Your main() function tries to send on all channels, and there is only a one-time attempt to read from those channels in separate, concurrent goroutines. It's up to the goroutine scheduler if this will succeed. If the non-blocking receive in f2() is scheduled earlier than the send in main(), then the later send in main() will block forever (no one will attempt to receive from ch2 again).

One way to get rid of the deadlock is to use receive operation instead of the non-blocking receive (try it on the Go Playground):

func f1() {
    <-ch1
    fmt.Println("ch1")
}
func f2() {
    <-ch2
    fmt.Println("ch2")
}

So no matter when main() gets to the point to send values on these channels, there will always be a receiver ready to proceed, so the main() won't get stuck.

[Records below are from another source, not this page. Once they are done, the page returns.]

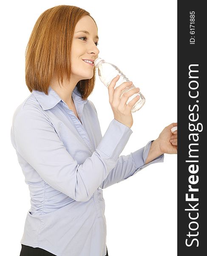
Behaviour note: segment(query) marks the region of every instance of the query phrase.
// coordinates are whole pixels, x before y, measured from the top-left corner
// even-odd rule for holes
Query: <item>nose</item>
[[[94,53],[94,55],[98,55],[99,52],[99,49],[94,41],[88,44],[88,53]]]

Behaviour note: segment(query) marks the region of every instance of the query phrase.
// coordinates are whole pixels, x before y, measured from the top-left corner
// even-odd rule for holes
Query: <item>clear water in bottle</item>
[[[129,82],[129,80],[126,76],[121,71],[121,70],[117,67],[112,64],[106,62],[104,60],[100,58],[98,58],[95,60],[94,64],[96,67],[98,69],[98,73],[101,81],[106,86],[108,86],[110,84],[112,80],[117,75],[120,76],[119,79],[116,83],[116,85],[114,87],[115,89],[117,86],[120,85],[124,82]],[[120,98],[123,94],[131,90],[136,87],[134,84],[127,87],[125,89],[122,91]],[[139,93],[134,93],[130,96],[127,101],[127,105],[137,95],[139,96],[139,99],[138,101],[134,104],[131,109],[131,113],[133,113],[140,109],[144,105],[145,102],[145,99],[142,94],[139,92]]]

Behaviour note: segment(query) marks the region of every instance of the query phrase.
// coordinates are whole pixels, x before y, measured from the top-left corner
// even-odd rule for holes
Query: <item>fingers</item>
[[[125,93],[121,99],[121,101],[119,104],[120,108],[126,108],[127,109],[129,107],[130,107],[131,108],[131,107],[133,107],[136,102],[139,100],[140,98],[139,96],[139,98],[137,97],[134,97],[132,100],[129,102],[127,105],[126,105],[126,103],[129,99],[129,98],[135,93],[137,93],[139,91],[139,88],[133,88],[133,89],[131,89]]]
[[[173,146],[177,146],[178,145],[178,135],[174,134],[170,137],[170,142],[172,143]]]
[[[119,77],[120,76],[119,76],[114,77],[114,78],[113,78],[110,84],[108,86],[108,96],[109,96],[109,102],[111,105],[112,103],[113,97],[113,94],[114,93],[114,87],[116,85],[116,83],[119,79]]]
[[[120,101],[120,96],[122,94],[122,91],[127,87],[130,87],[132,84],[132,82],[124,82],[119,86],[117,86],[115,89],[114,93],[113,94],[113,99],[116,102],[119,103]],[[125,93],[123,94],[124,95]]]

Note that when main() returns, the app ends, it does not wait for non-main goroutines to finish. So you might not see ch1 and ch2 printed on your console. For details, see No output from goroutine in Go.

If your intent is to wait for all goroutines to finish their work before your app exists, use sync.WaitGroup for that (try it on the Go Playground):

var ch1 = make(chan int)
var ch2 = make(chan int)

var wg sync.WaitGroup

func f1() {
    defer wg.Done()
    <-ch1
    fmt.Println("ch1")
}

func f2() {
    defer wg.Done()
    <-ch2
    fmt.Println("ch2")
}

func main() {
    wg.Add(1)
    go f1()
    wg.Add(1)
    go f2()

    ch1 <- 1
    ch2 <- 2
    wg.Wait()
}

See more examples here: Solving goroutines deadlock; and Prevent the main() function from terminating before goroutines finish in Golang.

Another option is to give a buffer of 1 to the channels, so the main() can send 1 value on them without a receiver ready to receive from the channels (try this one on the Go Playground):

var ch1 = make(chan int, 1)
var ch2 = make(chan int, 1)

With this the main() can proceed without f1() and f2(), so again, there is no guarantee you will see anything printed.

Answer 2

Channels used here are unbuffered channels.

• when main goroutines starts it creates two new goroutine f1 and f2.
• when f1 or f2 is executed it will check whether we have value in the channel else it will print the default message and exit.
• In ideal situation,channels will be published with value first and then it's is received via the goroutine
• Actual situation is that goroutines are exiting by printing the default case but main goroutine is trying to publish value in a channel but since no receiver is there it faces a deadlock situation.

Removed deadlock from first example, Refer the link:https://play.golang.org/p/6RuQQwC9JkA

However,if main routine exits all the associated goroutines will be killed automatically. That's why we can see that value is printed arbitrarily.

Removed deadlock from Second example, Refer the link:https://play.golang.org/p/yUmc_jjZMgV

sync.WaitGroup is making main goroutine wait that's why we can observe the output everytime our program executes.